One of the 20th century’s most famous and distinctive buildings, the Sydney Opera House is a multi-venue performing arts centre at Sydney Harbour in New South Wales. This structure is perhaps what Australia is best known for, and beyond that Sydney looks much like any other city.
Moving clockwise around the coast, we come to the capital of Australia. In 1911 a competition was launched for the design of Canberra, and was won by the American architect, Walter Burley Griffin (1876–1937). His vision included an artificial lake in the centre of the city, but extensive political disputes resulted in the lake not being built until the 1960s. Griffin’s contribution was commemorated posthumously when the lake was named Lake Burley Griffin. It appears that those who named it didn’t realize that Burley was his middle name, not part of his last name.
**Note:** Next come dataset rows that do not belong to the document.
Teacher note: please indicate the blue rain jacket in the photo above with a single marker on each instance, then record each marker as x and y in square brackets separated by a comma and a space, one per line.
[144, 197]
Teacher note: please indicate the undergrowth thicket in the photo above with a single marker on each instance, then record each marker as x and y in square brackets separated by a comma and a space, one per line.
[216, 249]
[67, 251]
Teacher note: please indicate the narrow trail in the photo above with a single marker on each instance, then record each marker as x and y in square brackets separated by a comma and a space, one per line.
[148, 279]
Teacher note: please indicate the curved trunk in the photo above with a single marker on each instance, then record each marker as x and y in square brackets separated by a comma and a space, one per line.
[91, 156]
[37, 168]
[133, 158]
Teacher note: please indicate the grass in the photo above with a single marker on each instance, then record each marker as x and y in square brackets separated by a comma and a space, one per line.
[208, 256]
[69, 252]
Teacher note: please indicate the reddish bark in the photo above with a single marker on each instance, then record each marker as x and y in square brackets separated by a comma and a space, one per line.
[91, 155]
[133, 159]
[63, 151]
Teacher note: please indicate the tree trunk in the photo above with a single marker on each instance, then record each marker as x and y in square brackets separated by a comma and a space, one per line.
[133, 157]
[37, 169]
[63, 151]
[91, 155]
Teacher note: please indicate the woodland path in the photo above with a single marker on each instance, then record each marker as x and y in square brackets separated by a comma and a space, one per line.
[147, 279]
The lake contains what travel writer Bill Bryson describes as “an engineering wonder, the wonder being why they bothered.” It is called “The Captain Cook Memorial Jet, a plume of water that shoots a couple of hundred feet into the air in a dazzlingly unarresting manner, then catches the prevailing breeze and drips in a fine but drenching spray over the bridge and whatever is on it.”
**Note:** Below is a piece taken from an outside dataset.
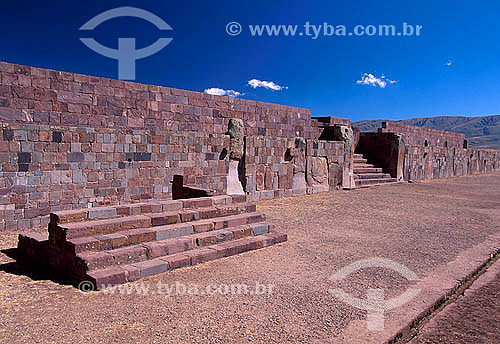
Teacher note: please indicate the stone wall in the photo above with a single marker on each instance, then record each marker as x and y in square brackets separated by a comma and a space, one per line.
[430, 153]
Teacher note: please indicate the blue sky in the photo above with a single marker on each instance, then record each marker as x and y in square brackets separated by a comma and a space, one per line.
[320, 74]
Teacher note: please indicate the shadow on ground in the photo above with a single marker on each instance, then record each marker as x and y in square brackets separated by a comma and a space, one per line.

In his book “In a Sunburned Country” Bryson goes on to suggest some suitable city mottos: “Canberra…there’s nothing to it.” Or “Canberra… why wait for death?” Or his favourite, “Canberra… gateway to everywhere else.” As one former resident of Canberra replied when asked, “I reckon if you were going to rank things for how much pleasure they give – you know? – Canberra would come somewhere below breaking your arm.”
Melbourne, according to thecrazytourist.com, is known for “its many laneways, its cultural diversity, excellent dining options for all budgets, and amazing street art.” The same, and much more, could be said of many cities.
In Bryson’s opinion Adelaide is the most overlooked of Australia’s principal cities, probably because of its geography. “The city stands on the wrong edge of civilized Australia, far from the vital Asian markets and with nothing on its own doorstep but a great deal of nothing. To the north and west lie a million-odd square miles of searing desert; to the south nothing but open sea all the way to Antarctica.” Enough said.
Perth is even more remote. “Behind you stretches seventeen hundred miles of inert red emptiness all the way to Adelaide; before you nothing but a featureless blue sea for five thousand miles to Africa.”
Darwin is the capital of Australia’s sparsely populated Northern Territory, and a gateway to massive Kakadu National Park. It is 3848 km from Perth, and 3426 km from Brisbane, with little of interest in between.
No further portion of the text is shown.